In patients with SLN+ disease, Breslow thickness and N-stage were independent prognostic indicators for progression-free survival (hazard ratio 2.4, P less than .0001) and disease-free survival (HR 2.3, P less than .0001), Dr. Lo noted that median progression-free survival in SLN+ and N+ disease was 20 and 10 months, respectively. “Within our cohort of patients with ECS present in the micrometastatic group, their disease progressed within 3 years,” she said.
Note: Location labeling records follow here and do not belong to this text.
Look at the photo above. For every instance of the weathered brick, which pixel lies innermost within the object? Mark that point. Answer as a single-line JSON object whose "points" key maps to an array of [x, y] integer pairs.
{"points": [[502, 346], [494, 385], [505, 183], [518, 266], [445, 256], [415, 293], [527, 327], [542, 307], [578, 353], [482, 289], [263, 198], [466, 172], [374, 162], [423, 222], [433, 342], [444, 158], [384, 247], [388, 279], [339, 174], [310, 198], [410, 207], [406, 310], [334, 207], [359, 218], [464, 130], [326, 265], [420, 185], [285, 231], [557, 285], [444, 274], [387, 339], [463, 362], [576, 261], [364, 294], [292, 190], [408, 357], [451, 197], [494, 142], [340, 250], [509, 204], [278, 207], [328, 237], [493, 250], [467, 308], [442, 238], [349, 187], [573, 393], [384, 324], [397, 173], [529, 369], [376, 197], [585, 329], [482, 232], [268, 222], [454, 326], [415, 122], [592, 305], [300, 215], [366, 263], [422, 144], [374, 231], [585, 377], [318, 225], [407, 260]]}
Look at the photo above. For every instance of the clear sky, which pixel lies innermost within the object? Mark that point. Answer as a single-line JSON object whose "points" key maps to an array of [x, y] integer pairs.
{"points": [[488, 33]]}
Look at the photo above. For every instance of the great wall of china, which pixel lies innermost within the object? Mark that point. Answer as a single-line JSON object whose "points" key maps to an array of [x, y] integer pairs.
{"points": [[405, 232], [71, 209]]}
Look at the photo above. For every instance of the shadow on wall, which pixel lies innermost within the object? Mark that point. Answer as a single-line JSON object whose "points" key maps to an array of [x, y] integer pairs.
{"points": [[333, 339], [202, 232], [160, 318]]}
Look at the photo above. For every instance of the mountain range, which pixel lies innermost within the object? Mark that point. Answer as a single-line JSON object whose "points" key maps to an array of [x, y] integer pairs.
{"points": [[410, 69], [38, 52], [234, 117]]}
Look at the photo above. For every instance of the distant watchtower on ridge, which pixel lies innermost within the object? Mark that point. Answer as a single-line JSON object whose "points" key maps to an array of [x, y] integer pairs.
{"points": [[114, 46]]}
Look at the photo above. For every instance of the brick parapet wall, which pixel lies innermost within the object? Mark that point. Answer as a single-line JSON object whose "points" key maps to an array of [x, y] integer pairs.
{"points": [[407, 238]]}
A multivariate analysis showed the survival data from this study was consistent with American Joint Committee on Cancer staging criteria, Dr. Lo said. “ECS is well recognized in the macrometastatic group, but we demonstrated from our data that the incidence of ECS in the micrometastatic group is one in six. It’s an independent risk factor for disease progression and an independent risk factor for worst disease-specific and overall survival, and it upstages micrometastatic disease.” ECS upstages stage III disease in a fashion similar to that of ulceration in primary melanoma, she said.
“In the absence of data to suggest otherwise, we would still recommend completion lymph node dissection in our micrometastatic group where ECS is present, and we would advocate that ECS should be included as an independent staging variable in the future,” Dr. Lo said.
Dr. Lo and her coauthors reported having no financial disclosures.
SOURCE: Lo M, et al. SSO 2018 Abstract 70.
REPORTING FROM SSO 2018
Key clinical point: Extracapsular spread (ECS) may be a reliable biomarker of survival in stage III melanoma.
Major finding: ECS status was an indicator of progression-free survival (hazard ratio 2.4; P less than .0001) in micrometastatic disease.
Study details: Retrospective cohort study of 515 patients who had micro- or macrometastatic lymphadenopathy at two U.K. centers from 2000 to 2017.
Disclosures: Dr. Lo and coauthors reported having no financial disclosures.